I know how to handle her now - I don't initiate much conversation unless she wants it. If she wants a silent car journey so she can sit and think, so be it. She went through a phase a few months ago of not wanting hugs or any physical affection at all. But that's starting to come back now and she'll ask for hugs.
Up till recently I used to get very down about her behaviour. My mood would depend on how she was. But I read an article in The Times recently which prompted me to buy this book -
www.amazon.co.uk/gp/product/1472139011/ref=ppx_yo_dt_b_asin_title_o01_s00?psc=1&tag=mumsnetforu03-21&ie=UTF8
It's been an eye-opener and I've changed my attitude completely. You know that phrase 'you're only as happy as your unhappiest child'? Bollocks to that. I realised that dd's problems and issues (obviously manifested by her autism) aren't going to go away any time soon and there's no way I'm putting my life on hold till then. I've stopped obsessing about her behaviour and try and distance myself. I've told myself this is how things are now for HER, it WILL get better eventually but in the meantime I have my own life, my husband, other children and work and leisure pursuits. I think it makes it harder on you if you wait for change then you're disappointed that things are still shit. It's also not good for THEM to see their parents anxious and upset about their behaviour.
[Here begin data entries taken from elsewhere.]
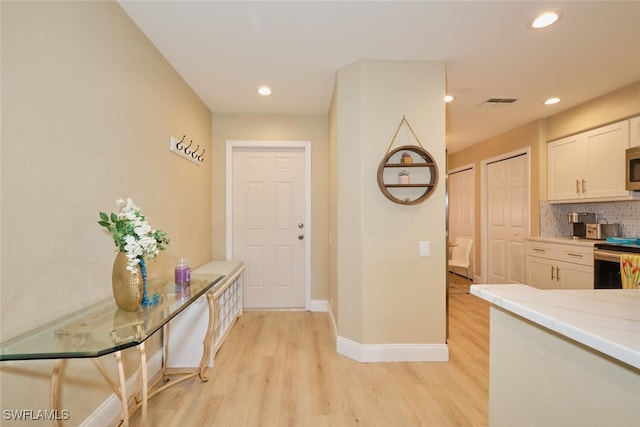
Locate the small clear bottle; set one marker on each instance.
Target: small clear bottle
(183, 272)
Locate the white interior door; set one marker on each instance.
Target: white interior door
(269, 224)
(507, 216)
(462, 208)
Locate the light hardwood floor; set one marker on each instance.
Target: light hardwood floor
(280, 368)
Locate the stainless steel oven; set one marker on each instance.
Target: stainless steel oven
(606, 264)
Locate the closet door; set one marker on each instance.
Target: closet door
(507, 219)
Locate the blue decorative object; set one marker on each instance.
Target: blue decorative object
(145, 296)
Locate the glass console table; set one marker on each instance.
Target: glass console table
(103, 328)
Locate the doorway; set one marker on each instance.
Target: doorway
(268, 221)
(506, 217)
(462, 201)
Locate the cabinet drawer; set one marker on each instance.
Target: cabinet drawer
(543, 250)
(576, 255)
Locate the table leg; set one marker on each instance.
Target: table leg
(56, 387)
(206, 353)
(145, 387)
(123, 390)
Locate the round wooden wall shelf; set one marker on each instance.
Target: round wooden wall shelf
(407, 175)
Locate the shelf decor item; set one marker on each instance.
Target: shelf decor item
(413, 157)
(136, 241)
(403, 176)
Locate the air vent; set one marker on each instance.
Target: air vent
(498, 102)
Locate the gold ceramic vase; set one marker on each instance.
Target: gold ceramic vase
(127, 286)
The books about teenagers mentioned above are good but I really like the book I linked to because it's more about how you react to their behaviour.
OP, as much as you can, leave them to it. Don't ask too many questions, if they want to talk they will initiate it. Be calm and consistent. Tell you you love them. I send my dd WhatsApp messages, cute GIFs etc which she likes. Just to connect to her when she won't talk to me.
Hang in there, as others have said, they do come through it eventually.